The reality is that each of Coriolanus's kills is less necessary than the previous one as The Ballad enters its final stretch. Without Coryo's jabberjay trap, Sejanus could be wandering the Panem frontier and could (in hindsight) have disposed of the incriminating guns on his own. He would be at best a distant threat, if Panem's ragtag rebels could become a formidable force. Lucy, at the moment, does seem like a troubling loose end. Again, Coryo contemplates her death as a necessity: "He couldn't risk it. Still no sight of her. She was giving him no choice but to hunt her down in the woods" (501). The "no choice" trend to Coriolanus's thoughts has been well established. Faced with the drama of Coryo's measures to "hunt [Lucy] down," readers may be stunned to recall that, one chapter and a few hours earlier, Lucy was praising Coryo as "pure as the driven snow."

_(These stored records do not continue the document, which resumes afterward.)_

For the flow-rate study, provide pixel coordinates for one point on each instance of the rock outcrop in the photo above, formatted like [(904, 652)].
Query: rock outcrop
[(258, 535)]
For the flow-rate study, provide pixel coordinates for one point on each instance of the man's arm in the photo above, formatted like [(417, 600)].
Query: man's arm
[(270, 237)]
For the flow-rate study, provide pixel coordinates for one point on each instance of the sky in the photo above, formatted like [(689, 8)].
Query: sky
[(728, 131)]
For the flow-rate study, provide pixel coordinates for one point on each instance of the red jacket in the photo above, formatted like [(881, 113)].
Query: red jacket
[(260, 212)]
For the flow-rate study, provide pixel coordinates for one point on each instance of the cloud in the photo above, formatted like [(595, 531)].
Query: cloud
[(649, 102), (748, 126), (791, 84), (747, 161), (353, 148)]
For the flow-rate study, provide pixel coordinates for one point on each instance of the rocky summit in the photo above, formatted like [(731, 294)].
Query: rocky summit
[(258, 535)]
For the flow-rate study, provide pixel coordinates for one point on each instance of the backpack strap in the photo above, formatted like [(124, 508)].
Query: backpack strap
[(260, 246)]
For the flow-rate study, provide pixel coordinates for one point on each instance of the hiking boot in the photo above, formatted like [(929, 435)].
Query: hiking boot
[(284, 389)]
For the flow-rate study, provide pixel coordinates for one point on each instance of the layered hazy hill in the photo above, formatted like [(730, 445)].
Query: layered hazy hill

Turning on Lucy is a harsh measure, but it is not a heartbreaking one for Coriolanus. While the earlier portions of the novel create a firm bond between the two, Coryo's ability to move on from the lovers' climactic showdown - with few emotions other than relief - hints at an increasingly sociopathic disregard for all lives other than his own. Whether that disregard could extend even beyond Lucy to Tigris or the Grandma'am is an open question at the end of The Ballad. Ultimately, Tigris's fall from grace by the time of Mockingjay hints that this extension of Coryo's callousness is a very real possibility. The other act of sociopathy - the poisoning of Highbottom - is pointedly unnecessary, except as a way of soothing Coryo's ego and removing an annoyance that is, at best, there but unseen. Highbottom is, after all, an Academy official; Coryo is now under Dr. Gaul at the University. Barring an Academy class reunion, Coriolanus and his academic "nemesis" may never have met or interacted again.

Collins's final chapters are suffused with dark ironies. There is the evident dramatic irony of Coryo becoming the Plinths' adopted son by means that would horrify the Plinths if they knew the full story. There is the situational irony of Coryo ending a journey of heartfelt teen romance by envisioning a future romance with Livia Cardew - whom he sees as an entitled brat - for the sake of political gain. And, once the rest of the published Hunger Games books are factored in, there is the irony of Coryo's final reflections on Lucy Gray and her uncertain fate: "She could fly around District 12 all she liked, but she and her mockingjays could never harm him again" (Ballad, 516). It would take 65 years for this irony to reveal itself, and for Katniss Everdeen - the figurative mockingjay - to prove him wrong.